Zur aktuellen Jahreszeit ein kleiner Ratgeber für all diejenigen, die auch im Winter nicht auf ihr Motorrad verzichten können oder wollen. Besonders den frisch gepackenen Motorradfahrern, die ihren ersten Winter vor sich haben und mit dem Gedanken spielen auch bei Temperaturen um 0°C ihren Hintern auf den Sattel zu schwingen, möchte ich ein paar Tipps auf den Weg geben und eigene Erfahrungen weitergeben.

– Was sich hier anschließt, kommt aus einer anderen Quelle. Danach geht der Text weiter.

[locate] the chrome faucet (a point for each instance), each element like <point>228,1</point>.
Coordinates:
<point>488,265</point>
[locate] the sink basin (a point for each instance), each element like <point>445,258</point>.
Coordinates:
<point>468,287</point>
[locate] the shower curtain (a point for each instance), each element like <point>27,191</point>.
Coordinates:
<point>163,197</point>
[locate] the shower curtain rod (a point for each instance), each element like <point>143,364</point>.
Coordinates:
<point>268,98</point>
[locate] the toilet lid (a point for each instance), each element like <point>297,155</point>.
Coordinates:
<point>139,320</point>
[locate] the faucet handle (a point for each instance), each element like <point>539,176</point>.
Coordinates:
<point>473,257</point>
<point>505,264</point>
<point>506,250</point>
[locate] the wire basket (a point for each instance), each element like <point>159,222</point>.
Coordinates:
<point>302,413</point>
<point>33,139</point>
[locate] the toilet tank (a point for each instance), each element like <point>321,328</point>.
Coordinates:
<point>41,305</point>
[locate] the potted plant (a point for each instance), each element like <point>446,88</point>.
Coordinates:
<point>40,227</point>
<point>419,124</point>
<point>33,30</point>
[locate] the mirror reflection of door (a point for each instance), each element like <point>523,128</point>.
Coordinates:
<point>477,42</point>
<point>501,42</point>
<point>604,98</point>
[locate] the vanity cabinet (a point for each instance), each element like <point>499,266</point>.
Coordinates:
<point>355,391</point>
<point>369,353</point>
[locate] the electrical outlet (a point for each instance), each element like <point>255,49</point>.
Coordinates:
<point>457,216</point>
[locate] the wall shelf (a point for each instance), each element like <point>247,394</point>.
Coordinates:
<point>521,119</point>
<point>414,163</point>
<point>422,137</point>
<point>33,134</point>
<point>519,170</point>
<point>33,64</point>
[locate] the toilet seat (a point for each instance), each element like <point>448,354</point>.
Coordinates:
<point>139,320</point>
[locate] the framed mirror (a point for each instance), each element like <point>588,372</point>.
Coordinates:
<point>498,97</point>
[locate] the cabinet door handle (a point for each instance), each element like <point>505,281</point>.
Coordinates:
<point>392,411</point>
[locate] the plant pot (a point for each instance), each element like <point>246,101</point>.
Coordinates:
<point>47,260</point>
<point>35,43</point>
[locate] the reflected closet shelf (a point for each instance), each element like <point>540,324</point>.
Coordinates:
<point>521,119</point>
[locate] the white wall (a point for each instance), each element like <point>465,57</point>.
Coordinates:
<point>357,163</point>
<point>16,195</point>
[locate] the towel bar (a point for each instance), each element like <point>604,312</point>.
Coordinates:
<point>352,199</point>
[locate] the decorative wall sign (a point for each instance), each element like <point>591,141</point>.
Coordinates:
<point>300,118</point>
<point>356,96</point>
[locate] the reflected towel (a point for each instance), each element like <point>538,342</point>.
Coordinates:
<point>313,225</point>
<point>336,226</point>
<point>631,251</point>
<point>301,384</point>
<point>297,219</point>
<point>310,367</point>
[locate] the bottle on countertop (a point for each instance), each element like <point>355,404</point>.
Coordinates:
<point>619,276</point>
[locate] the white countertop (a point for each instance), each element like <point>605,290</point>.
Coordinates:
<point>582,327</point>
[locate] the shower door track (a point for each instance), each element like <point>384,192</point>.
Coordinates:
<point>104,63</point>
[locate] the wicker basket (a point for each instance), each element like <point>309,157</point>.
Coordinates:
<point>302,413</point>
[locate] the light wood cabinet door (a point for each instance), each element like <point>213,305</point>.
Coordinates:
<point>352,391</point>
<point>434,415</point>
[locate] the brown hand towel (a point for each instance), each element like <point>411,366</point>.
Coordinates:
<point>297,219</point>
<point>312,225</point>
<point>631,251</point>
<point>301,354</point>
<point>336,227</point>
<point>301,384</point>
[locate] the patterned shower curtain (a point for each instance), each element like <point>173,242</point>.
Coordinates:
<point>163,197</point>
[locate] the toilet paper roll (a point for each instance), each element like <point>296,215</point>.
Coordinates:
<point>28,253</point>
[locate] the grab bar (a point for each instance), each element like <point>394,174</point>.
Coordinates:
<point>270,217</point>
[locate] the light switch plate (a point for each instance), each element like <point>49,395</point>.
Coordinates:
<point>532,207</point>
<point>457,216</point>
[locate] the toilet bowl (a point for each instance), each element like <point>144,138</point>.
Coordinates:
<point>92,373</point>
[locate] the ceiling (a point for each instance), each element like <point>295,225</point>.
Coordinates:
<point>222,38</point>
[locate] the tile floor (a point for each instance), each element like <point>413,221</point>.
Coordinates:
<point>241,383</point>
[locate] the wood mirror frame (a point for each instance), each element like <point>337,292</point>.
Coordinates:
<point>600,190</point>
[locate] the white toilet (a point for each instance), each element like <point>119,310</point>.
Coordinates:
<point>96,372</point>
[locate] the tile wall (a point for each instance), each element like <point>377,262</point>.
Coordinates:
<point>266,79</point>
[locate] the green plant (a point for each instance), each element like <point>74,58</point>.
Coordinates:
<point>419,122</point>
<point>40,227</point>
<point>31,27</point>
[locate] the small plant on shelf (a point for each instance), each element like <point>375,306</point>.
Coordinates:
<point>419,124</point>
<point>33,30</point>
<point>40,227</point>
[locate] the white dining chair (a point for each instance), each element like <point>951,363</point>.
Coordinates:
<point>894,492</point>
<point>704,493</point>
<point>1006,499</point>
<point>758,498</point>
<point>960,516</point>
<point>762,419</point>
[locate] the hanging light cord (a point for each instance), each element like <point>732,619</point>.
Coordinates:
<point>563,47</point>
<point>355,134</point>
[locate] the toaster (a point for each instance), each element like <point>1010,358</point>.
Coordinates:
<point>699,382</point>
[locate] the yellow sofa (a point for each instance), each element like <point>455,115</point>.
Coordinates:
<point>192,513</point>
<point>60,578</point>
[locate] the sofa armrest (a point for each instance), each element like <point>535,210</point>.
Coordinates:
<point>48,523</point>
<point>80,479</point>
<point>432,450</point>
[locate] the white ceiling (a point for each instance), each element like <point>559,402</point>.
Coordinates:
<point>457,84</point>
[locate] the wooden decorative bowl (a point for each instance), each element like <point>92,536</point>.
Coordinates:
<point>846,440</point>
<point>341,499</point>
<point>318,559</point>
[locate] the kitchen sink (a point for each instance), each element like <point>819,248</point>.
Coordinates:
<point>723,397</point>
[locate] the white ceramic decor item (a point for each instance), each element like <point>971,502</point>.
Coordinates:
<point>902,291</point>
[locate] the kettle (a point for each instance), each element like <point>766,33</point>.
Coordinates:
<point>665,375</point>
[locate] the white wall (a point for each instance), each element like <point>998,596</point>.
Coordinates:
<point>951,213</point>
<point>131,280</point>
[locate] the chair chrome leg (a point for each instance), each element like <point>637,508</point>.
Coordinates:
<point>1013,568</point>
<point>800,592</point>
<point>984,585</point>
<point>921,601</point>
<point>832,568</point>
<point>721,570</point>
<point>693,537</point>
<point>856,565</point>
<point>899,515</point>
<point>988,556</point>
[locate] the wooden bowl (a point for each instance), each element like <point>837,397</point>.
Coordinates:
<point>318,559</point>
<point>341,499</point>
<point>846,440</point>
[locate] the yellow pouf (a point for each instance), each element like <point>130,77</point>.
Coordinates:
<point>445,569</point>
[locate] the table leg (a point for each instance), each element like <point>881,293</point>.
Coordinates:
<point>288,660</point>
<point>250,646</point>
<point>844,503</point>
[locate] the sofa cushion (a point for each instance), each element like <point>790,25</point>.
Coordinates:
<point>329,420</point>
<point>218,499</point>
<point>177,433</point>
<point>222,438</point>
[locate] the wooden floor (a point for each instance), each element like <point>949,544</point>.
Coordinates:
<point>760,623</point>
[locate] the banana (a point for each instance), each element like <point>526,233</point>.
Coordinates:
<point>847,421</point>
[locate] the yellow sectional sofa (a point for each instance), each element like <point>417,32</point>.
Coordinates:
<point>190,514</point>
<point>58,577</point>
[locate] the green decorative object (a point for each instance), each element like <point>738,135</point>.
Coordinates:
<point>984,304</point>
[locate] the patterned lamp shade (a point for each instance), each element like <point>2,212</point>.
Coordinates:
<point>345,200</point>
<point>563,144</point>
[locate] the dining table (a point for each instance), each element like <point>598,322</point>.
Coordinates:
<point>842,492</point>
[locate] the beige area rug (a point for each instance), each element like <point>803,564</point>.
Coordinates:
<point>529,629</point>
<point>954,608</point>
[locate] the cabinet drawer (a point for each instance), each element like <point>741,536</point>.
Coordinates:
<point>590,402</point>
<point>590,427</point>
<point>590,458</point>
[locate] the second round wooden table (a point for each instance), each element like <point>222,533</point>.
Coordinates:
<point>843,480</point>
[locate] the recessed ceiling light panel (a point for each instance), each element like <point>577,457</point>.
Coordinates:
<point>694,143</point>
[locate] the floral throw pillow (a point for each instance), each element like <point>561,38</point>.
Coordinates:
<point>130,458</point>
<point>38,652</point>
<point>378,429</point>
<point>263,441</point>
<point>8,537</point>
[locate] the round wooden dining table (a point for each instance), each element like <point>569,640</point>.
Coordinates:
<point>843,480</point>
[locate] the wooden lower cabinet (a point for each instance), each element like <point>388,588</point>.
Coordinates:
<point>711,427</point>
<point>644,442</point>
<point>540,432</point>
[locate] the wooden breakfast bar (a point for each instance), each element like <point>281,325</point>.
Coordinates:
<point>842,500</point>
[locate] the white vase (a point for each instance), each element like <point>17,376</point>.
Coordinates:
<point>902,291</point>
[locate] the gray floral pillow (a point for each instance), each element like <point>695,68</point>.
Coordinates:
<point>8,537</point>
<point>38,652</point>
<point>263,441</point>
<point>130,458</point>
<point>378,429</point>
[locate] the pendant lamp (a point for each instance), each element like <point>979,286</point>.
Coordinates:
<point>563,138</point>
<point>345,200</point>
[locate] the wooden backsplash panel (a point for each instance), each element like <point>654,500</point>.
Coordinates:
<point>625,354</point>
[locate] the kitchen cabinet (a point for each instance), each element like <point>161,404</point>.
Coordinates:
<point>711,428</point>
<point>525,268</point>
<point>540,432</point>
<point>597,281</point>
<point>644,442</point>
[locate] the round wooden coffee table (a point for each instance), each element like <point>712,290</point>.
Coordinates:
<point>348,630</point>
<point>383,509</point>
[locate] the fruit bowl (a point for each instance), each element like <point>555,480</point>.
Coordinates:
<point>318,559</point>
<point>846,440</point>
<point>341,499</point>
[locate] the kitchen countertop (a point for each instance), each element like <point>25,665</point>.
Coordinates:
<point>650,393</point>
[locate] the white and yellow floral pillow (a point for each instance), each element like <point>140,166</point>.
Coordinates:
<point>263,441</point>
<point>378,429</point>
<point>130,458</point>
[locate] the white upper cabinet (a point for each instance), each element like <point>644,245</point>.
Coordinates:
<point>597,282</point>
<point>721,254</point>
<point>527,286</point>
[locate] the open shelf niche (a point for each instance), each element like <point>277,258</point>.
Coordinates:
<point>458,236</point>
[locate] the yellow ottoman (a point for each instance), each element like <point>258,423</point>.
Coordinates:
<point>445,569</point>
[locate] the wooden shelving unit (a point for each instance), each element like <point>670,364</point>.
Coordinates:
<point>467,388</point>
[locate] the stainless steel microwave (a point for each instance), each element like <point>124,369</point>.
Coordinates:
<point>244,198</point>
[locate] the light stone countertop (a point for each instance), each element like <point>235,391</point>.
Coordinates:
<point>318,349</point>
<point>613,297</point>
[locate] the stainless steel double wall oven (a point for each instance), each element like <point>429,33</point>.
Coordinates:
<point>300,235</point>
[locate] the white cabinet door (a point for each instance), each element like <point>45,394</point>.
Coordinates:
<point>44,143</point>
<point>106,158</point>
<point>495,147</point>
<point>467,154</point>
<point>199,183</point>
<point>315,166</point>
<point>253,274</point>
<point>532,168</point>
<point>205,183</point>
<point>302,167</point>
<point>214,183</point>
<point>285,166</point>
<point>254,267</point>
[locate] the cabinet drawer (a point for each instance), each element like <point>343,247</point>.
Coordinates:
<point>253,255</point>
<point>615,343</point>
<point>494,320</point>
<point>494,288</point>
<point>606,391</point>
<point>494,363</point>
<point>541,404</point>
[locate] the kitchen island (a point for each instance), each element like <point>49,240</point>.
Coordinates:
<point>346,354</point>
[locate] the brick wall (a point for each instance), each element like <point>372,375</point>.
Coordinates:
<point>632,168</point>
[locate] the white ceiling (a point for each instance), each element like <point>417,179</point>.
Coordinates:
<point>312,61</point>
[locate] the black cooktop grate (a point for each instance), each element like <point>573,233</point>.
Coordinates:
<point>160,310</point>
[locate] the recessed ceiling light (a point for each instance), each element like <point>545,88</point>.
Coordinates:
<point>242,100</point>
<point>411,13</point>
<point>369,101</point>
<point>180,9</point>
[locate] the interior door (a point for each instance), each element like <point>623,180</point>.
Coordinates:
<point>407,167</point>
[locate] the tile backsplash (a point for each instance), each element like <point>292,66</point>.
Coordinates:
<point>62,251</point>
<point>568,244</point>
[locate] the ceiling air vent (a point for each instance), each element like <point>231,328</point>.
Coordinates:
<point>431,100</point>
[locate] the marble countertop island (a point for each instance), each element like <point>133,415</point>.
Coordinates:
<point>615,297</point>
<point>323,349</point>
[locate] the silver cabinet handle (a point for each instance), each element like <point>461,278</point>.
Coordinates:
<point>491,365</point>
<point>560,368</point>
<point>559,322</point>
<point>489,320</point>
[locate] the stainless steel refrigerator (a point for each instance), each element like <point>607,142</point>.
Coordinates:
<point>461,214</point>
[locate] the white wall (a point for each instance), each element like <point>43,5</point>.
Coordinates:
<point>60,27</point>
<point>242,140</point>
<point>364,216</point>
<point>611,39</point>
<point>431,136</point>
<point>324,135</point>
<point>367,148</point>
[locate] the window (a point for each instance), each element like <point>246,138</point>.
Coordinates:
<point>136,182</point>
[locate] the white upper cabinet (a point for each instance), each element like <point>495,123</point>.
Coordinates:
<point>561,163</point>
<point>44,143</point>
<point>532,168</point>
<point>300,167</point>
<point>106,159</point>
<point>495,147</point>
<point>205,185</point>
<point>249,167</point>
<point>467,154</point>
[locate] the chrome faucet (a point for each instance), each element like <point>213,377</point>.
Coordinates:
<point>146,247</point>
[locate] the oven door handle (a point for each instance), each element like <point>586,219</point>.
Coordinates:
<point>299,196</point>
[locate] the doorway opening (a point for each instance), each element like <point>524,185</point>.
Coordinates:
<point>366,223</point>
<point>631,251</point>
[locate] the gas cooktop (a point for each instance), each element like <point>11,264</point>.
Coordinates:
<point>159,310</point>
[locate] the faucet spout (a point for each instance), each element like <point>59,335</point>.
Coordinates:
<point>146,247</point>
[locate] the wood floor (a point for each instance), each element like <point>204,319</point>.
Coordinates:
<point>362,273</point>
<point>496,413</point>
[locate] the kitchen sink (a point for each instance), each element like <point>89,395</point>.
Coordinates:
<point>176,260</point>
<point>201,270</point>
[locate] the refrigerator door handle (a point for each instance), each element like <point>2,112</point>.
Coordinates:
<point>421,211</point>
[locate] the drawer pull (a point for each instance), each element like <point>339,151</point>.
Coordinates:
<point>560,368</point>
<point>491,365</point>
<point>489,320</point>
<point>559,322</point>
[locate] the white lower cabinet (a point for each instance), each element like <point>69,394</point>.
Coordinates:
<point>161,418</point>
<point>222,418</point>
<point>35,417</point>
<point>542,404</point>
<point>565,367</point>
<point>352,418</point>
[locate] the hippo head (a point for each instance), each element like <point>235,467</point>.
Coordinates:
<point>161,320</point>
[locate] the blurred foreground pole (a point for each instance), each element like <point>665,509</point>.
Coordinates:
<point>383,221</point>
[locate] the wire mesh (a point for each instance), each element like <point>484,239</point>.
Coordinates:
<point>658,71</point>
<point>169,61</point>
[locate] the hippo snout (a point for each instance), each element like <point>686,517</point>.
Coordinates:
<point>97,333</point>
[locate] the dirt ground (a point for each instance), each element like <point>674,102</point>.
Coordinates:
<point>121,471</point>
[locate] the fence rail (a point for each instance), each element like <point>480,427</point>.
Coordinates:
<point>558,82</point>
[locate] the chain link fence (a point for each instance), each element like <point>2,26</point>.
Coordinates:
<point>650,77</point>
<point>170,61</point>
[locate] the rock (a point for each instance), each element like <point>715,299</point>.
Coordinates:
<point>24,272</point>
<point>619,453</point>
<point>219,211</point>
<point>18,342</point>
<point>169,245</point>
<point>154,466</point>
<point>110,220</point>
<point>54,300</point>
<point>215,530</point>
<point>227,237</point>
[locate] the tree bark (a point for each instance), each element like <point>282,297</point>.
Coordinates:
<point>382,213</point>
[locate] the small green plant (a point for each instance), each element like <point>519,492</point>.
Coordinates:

Im zusammenhang mit diesem Beitrag ist auch Rainers Ratgeber Herbstzeit = (Selbst-)Unfallzeit zu empfehlen. "Fahren im Winter" soll als Ergänzung für die eisigen Tage dienen und anhand von Videomaterial das ganze veranschaulichen. ;-)

Kleidung

Alles steht und fällt mit der richtigen Kleidung. So wie man sich vor einem möglichen Sturz mit Protektoren schützt, schützt man sich im Winter vor der Kälte. Diese ist bei winterlichen Temperaturen auf dem Motorrad nicht zu unterschätzen. Steifgefroren auf dem Sattel sitzen sinkt die Fähigkeit schnell zu reagieren. Darum empfehle ich als unterste Schicht Termounterwäsche. Die meisten Motorradjacken- und Hosen verfügen über ein herausnehmbarers Futter und eine wasserdichte Membran. Beides sollte verwendet werden um Wind und Kälte abzuhalten. Am Oberkörber sind mehrere Schichten nach dem Zwiebelprinzip ratsam. Einlegesohlen mit wärmereflektierender Schicht und Winterhandschuhe verstehen sich von selbst. Zusätzlich zu warmen Handschuhen empfehle ich eine Griffheizung. Für mein Kälteempfinden reicht das.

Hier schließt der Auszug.